ContractsProf Blog

Editor: Jeremy Telman
Oklahoma City University
School of Law

Sunday, December 7, 2008

Australia: A Movie About Contract Law

A few days ago, in a fit of holiday and pre-exam frivolity, I went to see Australia, the latest Baz Luhrmann – Nicole Kidman collaboration.  It’s quite different from Moulin Rouge (no singing to speak of), yet it’s still a similar kind of oddball high-kinetic vision, and a lot of fun.  The one flaw of the movie (okay, other than the fact that it lacks Ewan McGregor) is that it tries to weave too many strands together – a sense of the beauty of the outback, cattle ranching, business competition, racism, aboriginal rights, WWII, mysticism, a love story.  Too much for one movie.

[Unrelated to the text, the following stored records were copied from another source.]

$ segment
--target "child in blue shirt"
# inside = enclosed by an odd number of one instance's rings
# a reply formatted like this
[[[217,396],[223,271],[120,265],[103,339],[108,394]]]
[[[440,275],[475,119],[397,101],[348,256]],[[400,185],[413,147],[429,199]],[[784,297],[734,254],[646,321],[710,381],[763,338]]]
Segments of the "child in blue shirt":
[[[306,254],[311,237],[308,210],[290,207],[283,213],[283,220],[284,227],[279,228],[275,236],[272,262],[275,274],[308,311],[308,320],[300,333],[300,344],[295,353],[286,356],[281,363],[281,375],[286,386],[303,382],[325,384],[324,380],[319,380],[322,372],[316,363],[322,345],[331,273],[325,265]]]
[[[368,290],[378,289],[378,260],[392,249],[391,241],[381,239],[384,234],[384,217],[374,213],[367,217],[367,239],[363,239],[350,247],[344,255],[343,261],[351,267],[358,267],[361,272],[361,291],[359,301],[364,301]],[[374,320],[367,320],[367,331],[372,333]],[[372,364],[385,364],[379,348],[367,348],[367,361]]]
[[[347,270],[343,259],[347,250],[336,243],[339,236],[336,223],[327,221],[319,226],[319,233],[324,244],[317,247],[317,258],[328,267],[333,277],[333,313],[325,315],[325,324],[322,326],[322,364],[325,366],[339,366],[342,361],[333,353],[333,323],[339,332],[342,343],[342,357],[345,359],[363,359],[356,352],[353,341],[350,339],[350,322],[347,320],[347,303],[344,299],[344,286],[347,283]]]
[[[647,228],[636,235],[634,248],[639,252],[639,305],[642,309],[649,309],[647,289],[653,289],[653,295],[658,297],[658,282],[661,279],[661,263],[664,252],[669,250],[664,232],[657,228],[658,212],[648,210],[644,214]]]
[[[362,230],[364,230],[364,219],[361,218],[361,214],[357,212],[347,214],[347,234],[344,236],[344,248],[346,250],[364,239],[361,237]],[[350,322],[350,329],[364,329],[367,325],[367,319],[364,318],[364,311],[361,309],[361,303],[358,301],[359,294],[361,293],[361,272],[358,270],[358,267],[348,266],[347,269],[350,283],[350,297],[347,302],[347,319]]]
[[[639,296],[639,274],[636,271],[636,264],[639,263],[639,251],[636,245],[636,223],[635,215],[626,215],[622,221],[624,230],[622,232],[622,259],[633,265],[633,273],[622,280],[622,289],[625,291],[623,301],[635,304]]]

Aside from all these themes, I perceived that Baz Luhrmann wanted to make a movie about contract law.  When Lady Sarah (Kidman) arrives in Australia, the dominating cattle baron, King Carney, offers her a lowball price for her cattle ranch.  If she can succeed in driving her cattle to the Port of Darwin, she will win the contract for supply of the army, thereby undercutting Carney’s monopoly.  The climax of the first part of the movie (the first movie?) involves whether the army officer will sign Carney’s proffered contract before Lady Sarah rides into town with the cattle. 

Unfortunately, the army officer does sign the contract before Lady Sarah arrives.  But then the officer tells Lady Sarah that the contract is only binding upon delivery of the cattle to the ship.  A race then ensues to load the cattle first.  Who knew that the UCC could be so much fun?

So, there you have it.  The epic of Australia is really a movie about contract law.